Indeed, when asked about his favorite aspect of the project, Comeaux immediately chose the property’s unique pool. The owner desired a 75-foot lap pool to aid in his training for events such as the Iron Man. Once again, the property’s restrictions made fitting such a pool on the site a challenge. The architects eventually placed it on the east side of the house, making it possible to see water from every direction, due to the home’s proximity to both the creek and Lake Austin. “The pool is three feet higher than the kitchen/living/dining area," Comeaux says. "When you’re standing in the house, the water level of the pool is about waist high—you really look right into the pool. It makes his swim training part of the everyday experience.”

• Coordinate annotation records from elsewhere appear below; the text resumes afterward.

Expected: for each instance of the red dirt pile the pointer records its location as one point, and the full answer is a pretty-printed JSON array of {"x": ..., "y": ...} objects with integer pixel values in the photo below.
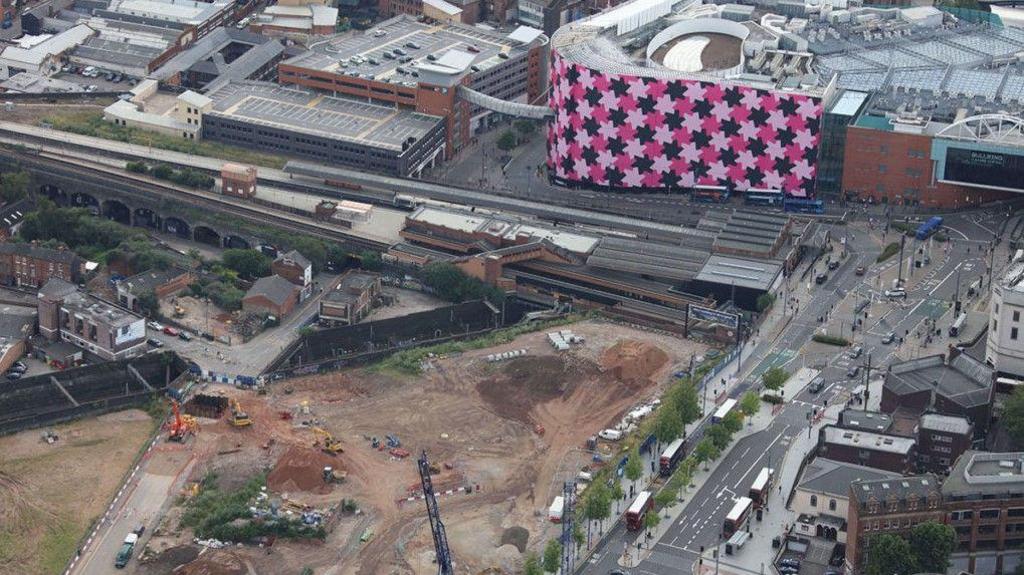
[
  {"x": 631, "y": 360},
  {"x": 301, "y": 469},
  {"x": 214, "y": 563}
]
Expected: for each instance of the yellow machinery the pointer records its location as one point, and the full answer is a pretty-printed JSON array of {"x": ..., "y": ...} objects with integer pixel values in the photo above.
[
  {"x": 239, "y": 417},
  {"x": 330, "y": 445}
]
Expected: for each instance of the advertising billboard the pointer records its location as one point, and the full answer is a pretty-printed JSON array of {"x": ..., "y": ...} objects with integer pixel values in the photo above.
[
  {"x": 977, "y": 167},
  {"x": 648, "y": 134}
]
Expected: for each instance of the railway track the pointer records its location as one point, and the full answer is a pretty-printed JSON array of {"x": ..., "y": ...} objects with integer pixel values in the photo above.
[{"x": 112, "y": 178}]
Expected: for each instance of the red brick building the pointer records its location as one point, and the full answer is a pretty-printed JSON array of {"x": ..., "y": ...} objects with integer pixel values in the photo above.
[
  {"x": 272, "y": 295},
  {"x": 886, "y": 163},
  {"x": 31, "y": 265}
]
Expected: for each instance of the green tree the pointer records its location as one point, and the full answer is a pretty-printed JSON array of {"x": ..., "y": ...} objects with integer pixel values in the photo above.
[
  {"x": 250, "y": 264},
  {"x": 552, "y": 556},
  {"x": 634, "y": 467},
  {"x": 774, "y": 378},
  {"x": 531, "y": 566},
  {"x": 684, "y": 396},
  {"x": 668, "y": 424},
  {"x": 933, "y": 542},
  {"x": 750, "y": 404},
  {"x": 615, "y": 493},
  {"x": 507, "y": 140},
  {"x": 719, "y": 435},
  {"x": 732, "y": 423},
  {"x": 889, "y": 555},
  {"x": 14, "y": 185},
  {"x": 1013, "y": 415}
]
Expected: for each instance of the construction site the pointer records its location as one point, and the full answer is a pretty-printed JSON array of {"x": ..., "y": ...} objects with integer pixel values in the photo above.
[{"x": 503, "y": 428}]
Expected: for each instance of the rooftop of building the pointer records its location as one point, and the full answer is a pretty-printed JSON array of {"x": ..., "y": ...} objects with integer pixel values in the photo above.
[
  {"x": 922, "y": 486},
  {"x": 31, "y": 250},
  {"x": 273, "y": 288},
  {"x": 964, "y": 381},
  {"x": 441, "y": 48},
  {"x": 99, "y": 311},
  {"x": 296, "y": 257},
  {"x": 875, "y": 422},
  {"x": 947, "y": 424},
  {"x": 977, "y": 474},
  {"x": 834, "y": 478},
  {"x": 150, "y": 280},
  {"x": 867, "y": 440},
  {"x": 318, "y": 115}
]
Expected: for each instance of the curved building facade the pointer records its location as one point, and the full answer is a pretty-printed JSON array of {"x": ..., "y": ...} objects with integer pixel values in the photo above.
[{"x": 627, "y": 126}]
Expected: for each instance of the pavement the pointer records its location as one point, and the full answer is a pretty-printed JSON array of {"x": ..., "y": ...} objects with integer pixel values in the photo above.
[{"x": 786, "y": 437}]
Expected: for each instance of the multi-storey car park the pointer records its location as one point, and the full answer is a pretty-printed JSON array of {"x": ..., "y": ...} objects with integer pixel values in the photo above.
[
  {"x": 430, "y": 69},
  {"x": 908, "y": 105}
]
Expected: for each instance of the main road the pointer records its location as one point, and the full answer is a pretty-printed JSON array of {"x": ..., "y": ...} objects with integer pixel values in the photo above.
[{"x": 700, "y": 522}]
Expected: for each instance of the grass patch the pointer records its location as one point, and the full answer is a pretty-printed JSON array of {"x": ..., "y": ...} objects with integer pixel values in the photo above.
[
  {"x": 89, "y": 123},
  {"x": 408, "y": 361},
  {"x": 830, "y": 340},
  {"x": 889, "y": 251}
]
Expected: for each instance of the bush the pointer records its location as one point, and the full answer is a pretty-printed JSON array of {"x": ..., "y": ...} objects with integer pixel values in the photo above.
[
  {"x": 830, "y": 340},
  {"x": 889, "y": 251}
]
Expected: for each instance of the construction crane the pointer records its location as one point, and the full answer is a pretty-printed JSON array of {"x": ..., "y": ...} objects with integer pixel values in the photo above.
[
  {"x": 239, "y": 417},
  {"x": 568, "y": 544},
  {"x": 331, "y": 445},
  {"x": 181, "y": 426},
  {"x": 436, "y": 527}
]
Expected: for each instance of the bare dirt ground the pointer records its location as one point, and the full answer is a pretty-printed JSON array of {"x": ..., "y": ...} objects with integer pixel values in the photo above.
[
  {"x": 44, "y": 510},
  {"x": 512, "y": 432}
]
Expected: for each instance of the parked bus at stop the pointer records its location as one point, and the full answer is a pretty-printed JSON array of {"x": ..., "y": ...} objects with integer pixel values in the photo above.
[
  {"x": 762, "y": 486},
  {"x": 638, "y": 510},
  {"x": 671, "y": 456},
  {"x": 736, "y": 519}
]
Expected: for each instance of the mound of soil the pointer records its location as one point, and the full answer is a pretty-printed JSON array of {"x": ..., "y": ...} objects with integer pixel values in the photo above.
[
  {"x": 301, "y": 469},
  {"x": 214, "y": 563},
  {"x": 517, "y": 536},
  {"x": 526, "y": 382},
  {"x": 631, "y": 360}
]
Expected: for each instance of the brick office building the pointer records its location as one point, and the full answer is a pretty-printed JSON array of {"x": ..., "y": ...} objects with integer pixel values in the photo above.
[
  {"x": 889, "y": 505},
  {"x": 31, "y": 265}
]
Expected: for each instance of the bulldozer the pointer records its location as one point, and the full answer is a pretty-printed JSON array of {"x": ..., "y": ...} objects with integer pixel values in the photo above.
[
  {"x": 181, "y": 426},
  {"x": 239, "y": 417},
  {"x": 330, "y": 445}
]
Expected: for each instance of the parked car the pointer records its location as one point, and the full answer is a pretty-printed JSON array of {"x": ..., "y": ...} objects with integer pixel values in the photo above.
[{"x": 896, "y": 293}]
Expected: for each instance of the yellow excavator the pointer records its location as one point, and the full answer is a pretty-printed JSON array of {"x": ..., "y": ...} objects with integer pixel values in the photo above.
[
  {"x": 239, "y": 417},
  {"x": 330, "y": 445}
]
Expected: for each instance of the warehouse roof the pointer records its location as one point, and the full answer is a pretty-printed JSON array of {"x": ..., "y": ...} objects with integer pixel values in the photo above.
[
  {"x": 964, "y": 381},
  {"x": 835, "y": 478}
]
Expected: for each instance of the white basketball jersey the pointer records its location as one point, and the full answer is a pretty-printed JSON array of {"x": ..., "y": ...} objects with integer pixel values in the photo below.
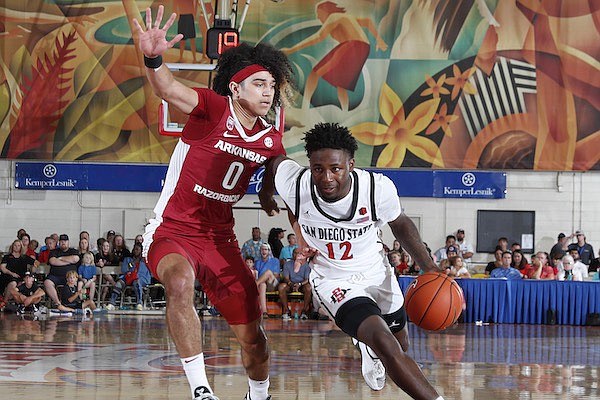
[{"x": 345, "y": 232}]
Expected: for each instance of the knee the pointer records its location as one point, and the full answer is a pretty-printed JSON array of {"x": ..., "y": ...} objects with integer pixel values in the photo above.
[{"x": 282, "y": 289}]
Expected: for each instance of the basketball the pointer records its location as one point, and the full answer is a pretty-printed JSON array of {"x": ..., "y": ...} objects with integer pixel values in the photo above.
[{"x": 433, "y": 301}]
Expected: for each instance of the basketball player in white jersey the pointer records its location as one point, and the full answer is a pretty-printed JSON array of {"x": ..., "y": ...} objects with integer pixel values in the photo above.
[{"x": 337, "y": 210}]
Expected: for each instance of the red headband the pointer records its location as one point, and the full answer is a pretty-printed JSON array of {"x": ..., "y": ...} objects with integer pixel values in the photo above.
[{"x": 246, "y": 72}]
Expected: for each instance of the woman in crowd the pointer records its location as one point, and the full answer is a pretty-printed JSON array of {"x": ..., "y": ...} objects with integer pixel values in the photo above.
[
  {"x": 120, "y": 250},
  {"x": 13, "y": 267},
  {"x": 458, "y": 268}
]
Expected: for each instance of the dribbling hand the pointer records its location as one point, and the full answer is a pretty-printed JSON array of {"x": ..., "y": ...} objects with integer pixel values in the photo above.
[{"x": 153, "y": 42}]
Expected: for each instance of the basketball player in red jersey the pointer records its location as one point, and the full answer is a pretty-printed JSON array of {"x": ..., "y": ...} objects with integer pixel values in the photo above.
[{"x": 223, "y": 143}]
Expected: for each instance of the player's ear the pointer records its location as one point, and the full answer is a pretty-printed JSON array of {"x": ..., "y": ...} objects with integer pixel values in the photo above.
[{"x": 234, "y": 87}]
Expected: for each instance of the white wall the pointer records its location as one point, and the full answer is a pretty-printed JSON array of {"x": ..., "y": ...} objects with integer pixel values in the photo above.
[{"x": 563, "y": 202}]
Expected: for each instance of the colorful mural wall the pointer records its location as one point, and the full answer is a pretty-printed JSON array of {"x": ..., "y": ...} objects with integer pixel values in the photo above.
[{"x": 490, "y": 84}]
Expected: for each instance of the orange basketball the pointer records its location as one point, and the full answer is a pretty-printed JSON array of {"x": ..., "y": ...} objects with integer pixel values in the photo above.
[{"x": 433, "y": 301}]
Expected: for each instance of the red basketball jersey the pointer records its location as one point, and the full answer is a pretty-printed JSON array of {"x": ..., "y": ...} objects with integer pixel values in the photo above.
[{"x": 210, "y": 169}]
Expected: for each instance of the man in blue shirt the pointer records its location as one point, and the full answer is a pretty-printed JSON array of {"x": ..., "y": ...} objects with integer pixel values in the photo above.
[
  {"x": 269, "y": 270},
  {"x": 505, "y": 270},
  {"x": 295, "y": 279},
  {"x": 286, "y": 252}
]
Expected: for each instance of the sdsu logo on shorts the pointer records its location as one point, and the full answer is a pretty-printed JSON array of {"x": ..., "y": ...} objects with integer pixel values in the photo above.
[{"x": 230, "y": 123}]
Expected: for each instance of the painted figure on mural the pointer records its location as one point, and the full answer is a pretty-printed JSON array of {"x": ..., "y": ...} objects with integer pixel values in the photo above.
[{"x": 342, "y": 66}]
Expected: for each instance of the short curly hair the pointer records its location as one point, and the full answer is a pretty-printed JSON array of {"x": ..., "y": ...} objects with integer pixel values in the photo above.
[
  {"x": 329, "y": 135},
  {"x": 244, "y": 55}
]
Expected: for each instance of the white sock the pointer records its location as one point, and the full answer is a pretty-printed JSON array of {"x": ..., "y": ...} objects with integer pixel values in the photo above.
[
  {"x": 259, "y": 390},
  {"x": 195, "y": 372}
]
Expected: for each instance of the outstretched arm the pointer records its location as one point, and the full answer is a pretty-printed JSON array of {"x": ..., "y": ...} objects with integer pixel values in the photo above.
[
  {"x": 406, "y": 233},
  {"x": 368, "y": 23},
  {"x": 153, "y": 43},
  {"x": 267, "y": 189}
]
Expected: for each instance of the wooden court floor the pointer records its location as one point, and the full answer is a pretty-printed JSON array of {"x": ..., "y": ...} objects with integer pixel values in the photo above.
[{"x": 131, "y": 357}]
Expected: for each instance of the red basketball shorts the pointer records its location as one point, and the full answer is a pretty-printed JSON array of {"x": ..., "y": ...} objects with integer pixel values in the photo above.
[{"x": 220, "y": 269}]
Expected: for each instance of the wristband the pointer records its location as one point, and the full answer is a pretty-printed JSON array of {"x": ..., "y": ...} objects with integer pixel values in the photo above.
[{"x": 153, "y": 63}]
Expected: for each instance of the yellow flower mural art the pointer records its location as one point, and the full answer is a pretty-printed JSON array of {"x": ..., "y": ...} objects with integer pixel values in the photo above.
[
  {"x": 460, "y": 81},
  {"x": 436, "y": 88},
  {"x": 401, "y": 132}
]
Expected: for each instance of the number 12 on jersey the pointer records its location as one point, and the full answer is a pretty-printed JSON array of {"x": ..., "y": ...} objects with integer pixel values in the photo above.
[{"x": 343, "y": 251}]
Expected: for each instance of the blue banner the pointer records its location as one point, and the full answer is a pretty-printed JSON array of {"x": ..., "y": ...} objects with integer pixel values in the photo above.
[{"x": 150, "y": 178}]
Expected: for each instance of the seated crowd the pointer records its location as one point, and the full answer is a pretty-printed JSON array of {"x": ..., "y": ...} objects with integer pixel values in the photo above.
[
  {"x": 71, "y": 280},
  {"x": 69, "y": 274}
]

When Frederick R. Steiner wrote about the house in Texas Architect, he commented: “Lake|Flato has mastered turning site constraints into design opportunities. The house embodies and reflects the deep structure of the place as well as the minimalist aesthetic of the graphic designer client: High nature is married to high design.” Indeed, Hog Pen Creek embodies several of the hallmarks of Lake|Flato’s process, including a deep understanding of the integration between house and landscape. On visits to the house after construction had been completed, Comeaux says he noticed that the owners often keep many of the doors and windows open, allowing the breeze to blow through the house, and further connecting the interior to the environment. For Lake|Flato, the Hog Pen Creek Residence project was not completed when building was done. Instead, they continued to monitor the house and change the way it consumed energy, improving its operations and sustainability.

As for how the team celebrate their AIA Housing award: with a low-key evening of pizza and beer.